Wednesday, October 19, 2005

10-19-2005

www.xiaxview.com took me by very pleasant surprise. I thought at first thought I would be caught up in another "insult narrative", but unlike the snide nastiness of "Three Bulls" there exists in Xia a little -girl desire to be liked, which is actually kind of obnoxiously charming. Clearly, she is interested in shocking her readers-anyone who describes her menstral blood as "baby pink with light gold glitter" is swimming strongly against the main stream. But her satirical view lacks the vicious bite and nihilistic social position taken by "Bulls"-like blogs. She wants you to visit and appreciate other "Asian" blogspots, so she presents herself as cutely obnoxious. Humor through hyper-exaggeration is a terrific ironic ploy-- painting (and picturing) herself as a princess goddess whose hair sheds snowflakes rather than our mortal dandruff. By the way, I chose willful suspension of disbelief and went with acceptance of her persona as real. It did my heart good to indulge in some lustful yearning. Damn, where did the last 30 years go?

A commentator on Lance Mannion's described it as "often erudite, never oppressive". This succinct analysis cathes the blog perfectly. The writing is smooth, literate ,and incisive. The parallel drawn between Oliver Reed"s interpretation of Bill Sykes and Athos is brilliant. Even considering the lack of heavy duty content, this is impressive stuff.It points out by example the mediocrity of a lot of bloggers that we have read.

Speaking of exceptional lyrical writing, I don't know how I completely missed the subtlety of "Coffee Rhetoric" my first time through. Maybe you don't fall in love at first glance. She hands you her heart on her sleeve, and evokes every protective male instinct in existence (and apparently a few female ones, also). This through a veneer of sarcastic toughness that's heartbreaking. Until she writes it ,this world is missing a great novelist.
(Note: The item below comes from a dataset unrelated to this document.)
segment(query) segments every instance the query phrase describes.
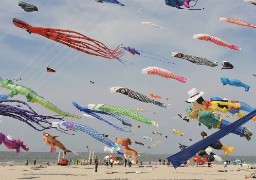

Bringing cohesion to an analysis of blog-writing is difficult because of the lack of uniformity in blog types. Most blogs I have readattempt some form of iconoclasm, either through shocking language, unusual content, or the striving for a unique authorial voice. I am excepting here "informational blogs" which may not be true blogs at all because of their impersonality. The fact that there is no censoring authority save personal conscience encourages this style. Adding to this is the technocrati origins of blogging which leads some bloggers to separate themselves from mainstream writing through technospeak, which encodes the writing generationally. Blogging is for some definitively and chauvanistically Gen-X, and when I see it I get pissed off. I get the same feeling watching people mumble Hebrew at a synagogue, which nobody, including the mumbler, understands.

Enough, I'm blithering, which I guess is the point.